FDA Bans OTC Marketing of Health Care Antiseptics with Triclosan

hand sanitizerEffective December 20, 2018, the US Food and Drug Administration (FDA) will prohibit over-the-counter (OTC) marketing of health care antiseptic hand soaps and sanitizers that contain the active ingredient triclosan, according to a final rule filed by the agency this week.


Health care antiseptic products that include triclosan, along with 23 other ingredients not currently used in any marketed antiseptics, will have to file a new drug application and undergo pre-market review.

Most OTC antiseptics will be unaffected by the new rule, since triclosan is the only active ingredient on the list of 24 banned ingredients currently used in marketed health care antiseptics. Six commonly used active ingredients—ethanol, propanol, povidone-iodine, benzalkonium chloride, benzethonium chloride, and chloroxylenol (PCMX)—were not included on the banned-ingredients list to give the industry more time to complete studies on their safety and efficacy.

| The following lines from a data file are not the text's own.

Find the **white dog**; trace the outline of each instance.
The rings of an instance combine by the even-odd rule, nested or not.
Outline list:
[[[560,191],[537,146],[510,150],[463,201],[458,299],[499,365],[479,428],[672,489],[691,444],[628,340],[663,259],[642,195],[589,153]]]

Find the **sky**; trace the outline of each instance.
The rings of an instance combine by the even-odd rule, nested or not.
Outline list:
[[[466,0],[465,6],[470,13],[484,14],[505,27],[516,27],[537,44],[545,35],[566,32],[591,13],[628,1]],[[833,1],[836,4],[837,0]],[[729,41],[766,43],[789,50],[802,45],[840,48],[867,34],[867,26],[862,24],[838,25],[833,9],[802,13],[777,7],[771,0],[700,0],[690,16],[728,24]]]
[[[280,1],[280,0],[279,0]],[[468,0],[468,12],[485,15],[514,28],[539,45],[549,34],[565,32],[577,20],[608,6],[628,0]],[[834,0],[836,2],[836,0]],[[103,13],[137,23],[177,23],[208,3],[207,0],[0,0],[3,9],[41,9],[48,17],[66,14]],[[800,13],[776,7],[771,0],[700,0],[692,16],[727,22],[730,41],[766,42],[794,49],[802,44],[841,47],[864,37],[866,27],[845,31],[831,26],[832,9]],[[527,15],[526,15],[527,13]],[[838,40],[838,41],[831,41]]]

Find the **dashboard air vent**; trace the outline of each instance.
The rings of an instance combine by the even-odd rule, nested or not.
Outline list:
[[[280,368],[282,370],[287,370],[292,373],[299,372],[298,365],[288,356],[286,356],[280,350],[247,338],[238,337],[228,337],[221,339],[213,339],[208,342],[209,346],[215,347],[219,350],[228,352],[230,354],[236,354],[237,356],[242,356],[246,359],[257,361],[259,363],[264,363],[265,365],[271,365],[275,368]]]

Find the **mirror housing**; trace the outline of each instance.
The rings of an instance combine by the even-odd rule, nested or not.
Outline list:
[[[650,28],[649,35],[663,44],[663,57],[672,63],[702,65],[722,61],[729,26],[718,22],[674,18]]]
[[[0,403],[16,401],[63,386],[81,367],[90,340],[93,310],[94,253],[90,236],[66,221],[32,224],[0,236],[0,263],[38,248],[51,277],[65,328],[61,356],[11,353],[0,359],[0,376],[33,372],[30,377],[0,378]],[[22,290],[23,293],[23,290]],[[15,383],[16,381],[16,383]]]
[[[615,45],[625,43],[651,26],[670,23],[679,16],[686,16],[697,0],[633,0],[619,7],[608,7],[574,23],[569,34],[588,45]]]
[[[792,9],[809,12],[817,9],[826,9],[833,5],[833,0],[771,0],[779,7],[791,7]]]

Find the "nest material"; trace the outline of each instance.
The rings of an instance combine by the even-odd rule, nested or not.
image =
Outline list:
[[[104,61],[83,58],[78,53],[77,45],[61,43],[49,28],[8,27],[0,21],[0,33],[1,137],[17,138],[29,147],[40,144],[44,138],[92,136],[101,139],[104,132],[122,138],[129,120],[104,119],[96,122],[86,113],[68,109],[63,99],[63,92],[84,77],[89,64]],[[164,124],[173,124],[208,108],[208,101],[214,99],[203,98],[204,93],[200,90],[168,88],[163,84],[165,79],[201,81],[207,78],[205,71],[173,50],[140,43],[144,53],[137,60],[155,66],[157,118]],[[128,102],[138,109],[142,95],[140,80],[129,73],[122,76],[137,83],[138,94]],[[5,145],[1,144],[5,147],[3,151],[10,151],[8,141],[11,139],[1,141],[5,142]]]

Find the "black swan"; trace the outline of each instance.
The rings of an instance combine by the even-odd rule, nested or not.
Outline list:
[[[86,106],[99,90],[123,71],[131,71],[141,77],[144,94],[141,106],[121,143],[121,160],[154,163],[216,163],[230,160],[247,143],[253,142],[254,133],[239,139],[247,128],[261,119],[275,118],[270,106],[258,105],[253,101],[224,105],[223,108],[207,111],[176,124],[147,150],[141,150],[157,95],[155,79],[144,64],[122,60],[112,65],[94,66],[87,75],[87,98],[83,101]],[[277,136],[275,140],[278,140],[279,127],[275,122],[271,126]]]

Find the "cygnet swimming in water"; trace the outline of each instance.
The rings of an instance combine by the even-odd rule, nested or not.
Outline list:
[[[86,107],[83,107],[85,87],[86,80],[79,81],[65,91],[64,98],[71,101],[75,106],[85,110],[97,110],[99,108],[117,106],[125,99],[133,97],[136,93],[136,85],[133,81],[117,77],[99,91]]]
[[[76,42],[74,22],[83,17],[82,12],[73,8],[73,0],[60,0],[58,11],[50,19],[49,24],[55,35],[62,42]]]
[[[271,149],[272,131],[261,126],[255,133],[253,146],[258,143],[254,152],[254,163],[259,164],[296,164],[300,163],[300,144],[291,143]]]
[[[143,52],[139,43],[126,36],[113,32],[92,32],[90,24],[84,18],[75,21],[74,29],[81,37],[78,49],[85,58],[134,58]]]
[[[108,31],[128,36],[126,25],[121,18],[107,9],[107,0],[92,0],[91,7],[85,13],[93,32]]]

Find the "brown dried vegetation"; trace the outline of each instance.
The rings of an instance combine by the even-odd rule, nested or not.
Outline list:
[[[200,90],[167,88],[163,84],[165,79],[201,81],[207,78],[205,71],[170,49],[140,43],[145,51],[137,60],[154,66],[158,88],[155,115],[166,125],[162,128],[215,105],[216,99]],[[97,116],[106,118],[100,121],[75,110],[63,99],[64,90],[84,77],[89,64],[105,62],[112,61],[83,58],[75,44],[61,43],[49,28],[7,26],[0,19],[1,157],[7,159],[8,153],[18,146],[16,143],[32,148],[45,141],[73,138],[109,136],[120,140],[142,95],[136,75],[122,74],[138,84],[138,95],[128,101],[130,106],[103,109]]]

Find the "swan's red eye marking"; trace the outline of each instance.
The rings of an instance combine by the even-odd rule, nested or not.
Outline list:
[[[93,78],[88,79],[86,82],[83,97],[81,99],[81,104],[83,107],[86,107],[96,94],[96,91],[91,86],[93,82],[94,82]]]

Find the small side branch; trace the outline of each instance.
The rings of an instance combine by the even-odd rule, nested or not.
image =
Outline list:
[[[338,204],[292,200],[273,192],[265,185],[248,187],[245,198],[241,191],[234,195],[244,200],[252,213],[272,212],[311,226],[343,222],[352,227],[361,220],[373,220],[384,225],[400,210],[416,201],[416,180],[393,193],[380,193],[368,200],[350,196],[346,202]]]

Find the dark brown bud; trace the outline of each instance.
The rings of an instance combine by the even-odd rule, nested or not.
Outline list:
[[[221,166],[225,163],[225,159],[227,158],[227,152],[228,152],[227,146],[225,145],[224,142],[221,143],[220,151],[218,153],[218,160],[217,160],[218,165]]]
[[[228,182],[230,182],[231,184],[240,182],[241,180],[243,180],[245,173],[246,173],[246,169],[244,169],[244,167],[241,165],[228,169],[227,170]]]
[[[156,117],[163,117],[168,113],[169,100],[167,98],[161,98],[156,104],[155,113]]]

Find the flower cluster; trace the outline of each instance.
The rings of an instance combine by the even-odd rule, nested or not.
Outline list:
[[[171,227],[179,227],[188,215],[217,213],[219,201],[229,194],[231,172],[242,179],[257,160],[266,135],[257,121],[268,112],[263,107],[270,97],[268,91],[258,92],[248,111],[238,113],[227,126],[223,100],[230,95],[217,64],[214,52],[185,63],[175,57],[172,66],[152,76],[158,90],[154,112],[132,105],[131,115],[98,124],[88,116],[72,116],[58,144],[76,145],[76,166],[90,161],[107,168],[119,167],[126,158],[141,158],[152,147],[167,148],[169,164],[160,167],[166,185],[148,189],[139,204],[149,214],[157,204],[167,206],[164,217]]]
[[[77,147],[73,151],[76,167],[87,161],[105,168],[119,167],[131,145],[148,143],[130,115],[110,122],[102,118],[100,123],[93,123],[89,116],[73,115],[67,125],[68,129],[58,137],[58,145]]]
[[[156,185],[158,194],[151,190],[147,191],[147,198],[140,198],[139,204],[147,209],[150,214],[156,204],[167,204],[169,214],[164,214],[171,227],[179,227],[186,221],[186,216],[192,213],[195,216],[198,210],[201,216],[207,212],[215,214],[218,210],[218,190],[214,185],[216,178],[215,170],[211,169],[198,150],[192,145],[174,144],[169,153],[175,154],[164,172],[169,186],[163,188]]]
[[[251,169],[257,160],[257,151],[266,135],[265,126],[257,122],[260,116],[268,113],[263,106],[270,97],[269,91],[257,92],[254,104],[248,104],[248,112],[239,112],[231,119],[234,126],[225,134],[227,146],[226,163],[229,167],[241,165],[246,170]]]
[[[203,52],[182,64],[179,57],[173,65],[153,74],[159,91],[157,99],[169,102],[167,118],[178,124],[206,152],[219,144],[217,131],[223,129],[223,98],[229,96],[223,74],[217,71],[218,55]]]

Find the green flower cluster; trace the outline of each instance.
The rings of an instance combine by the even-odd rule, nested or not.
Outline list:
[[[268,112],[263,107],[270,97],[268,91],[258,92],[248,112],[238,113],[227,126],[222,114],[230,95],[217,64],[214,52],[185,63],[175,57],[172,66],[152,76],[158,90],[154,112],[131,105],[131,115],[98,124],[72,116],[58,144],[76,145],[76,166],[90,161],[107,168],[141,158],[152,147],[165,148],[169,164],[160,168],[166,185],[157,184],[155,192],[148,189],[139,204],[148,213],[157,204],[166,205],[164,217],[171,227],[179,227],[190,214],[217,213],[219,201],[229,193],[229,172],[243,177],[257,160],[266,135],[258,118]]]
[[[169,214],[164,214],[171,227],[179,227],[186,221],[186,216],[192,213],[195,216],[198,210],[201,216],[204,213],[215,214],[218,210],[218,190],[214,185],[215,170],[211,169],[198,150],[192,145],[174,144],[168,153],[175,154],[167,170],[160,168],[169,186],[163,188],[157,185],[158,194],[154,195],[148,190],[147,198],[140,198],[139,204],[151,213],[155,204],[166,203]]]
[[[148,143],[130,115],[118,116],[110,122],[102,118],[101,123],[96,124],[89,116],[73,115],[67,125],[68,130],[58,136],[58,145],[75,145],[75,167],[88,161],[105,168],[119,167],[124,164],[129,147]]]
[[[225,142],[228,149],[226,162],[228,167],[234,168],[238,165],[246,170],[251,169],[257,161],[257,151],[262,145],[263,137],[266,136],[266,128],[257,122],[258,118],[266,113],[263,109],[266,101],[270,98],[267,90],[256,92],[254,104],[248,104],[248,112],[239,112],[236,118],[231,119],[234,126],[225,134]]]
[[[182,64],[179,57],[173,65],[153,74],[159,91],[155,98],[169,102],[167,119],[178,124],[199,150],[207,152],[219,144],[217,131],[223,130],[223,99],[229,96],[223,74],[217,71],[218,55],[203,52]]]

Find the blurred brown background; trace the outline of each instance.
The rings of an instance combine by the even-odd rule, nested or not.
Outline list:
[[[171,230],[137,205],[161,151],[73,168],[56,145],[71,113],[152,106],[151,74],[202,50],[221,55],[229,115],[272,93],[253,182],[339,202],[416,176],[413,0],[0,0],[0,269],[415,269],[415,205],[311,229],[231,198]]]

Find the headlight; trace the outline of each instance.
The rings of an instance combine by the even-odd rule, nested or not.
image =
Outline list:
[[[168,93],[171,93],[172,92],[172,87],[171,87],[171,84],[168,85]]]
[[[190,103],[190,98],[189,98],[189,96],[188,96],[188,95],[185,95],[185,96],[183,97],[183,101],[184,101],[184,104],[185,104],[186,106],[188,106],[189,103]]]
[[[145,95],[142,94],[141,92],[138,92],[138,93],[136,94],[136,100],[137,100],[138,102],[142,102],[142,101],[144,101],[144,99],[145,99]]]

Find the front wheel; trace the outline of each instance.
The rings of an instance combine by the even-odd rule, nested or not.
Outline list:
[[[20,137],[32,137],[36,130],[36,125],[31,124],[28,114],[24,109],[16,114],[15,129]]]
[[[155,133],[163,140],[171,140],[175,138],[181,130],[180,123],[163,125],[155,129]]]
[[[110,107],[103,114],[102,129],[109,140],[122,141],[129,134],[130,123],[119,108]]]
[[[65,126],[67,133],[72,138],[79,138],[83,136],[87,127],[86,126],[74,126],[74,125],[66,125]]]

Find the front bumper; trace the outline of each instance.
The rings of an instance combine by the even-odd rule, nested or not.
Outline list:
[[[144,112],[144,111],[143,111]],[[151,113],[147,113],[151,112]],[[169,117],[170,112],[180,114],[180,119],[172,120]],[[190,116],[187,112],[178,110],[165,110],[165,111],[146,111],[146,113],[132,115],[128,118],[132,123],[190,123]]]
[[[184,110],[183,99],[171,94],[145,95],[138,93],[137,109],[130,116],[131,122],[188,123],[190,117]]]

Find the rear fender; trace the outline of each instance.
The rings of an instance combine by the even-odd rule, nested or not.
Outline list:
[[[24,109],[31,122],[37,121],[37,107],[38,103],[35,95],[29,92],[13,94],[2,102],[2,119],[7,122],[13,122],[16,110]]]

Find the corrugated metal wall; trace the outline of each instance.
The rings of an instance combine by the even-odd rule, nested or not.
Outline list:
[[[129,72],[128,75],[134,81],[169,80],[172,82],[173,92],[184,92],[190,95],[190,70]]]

Health care antiseptics currently marketed under new drug applications are not affected by the rule.

Triclosan, in particular, was outed as an only partially effective antibacterial agent in a Journal of Infectious Diseases study a decade ago. Researchers from the University of Michigan reported the ingredient did not hinder the growth of Pseudomonas aeruginosa, Serratia marcescens, and other Gram-negative bacteria.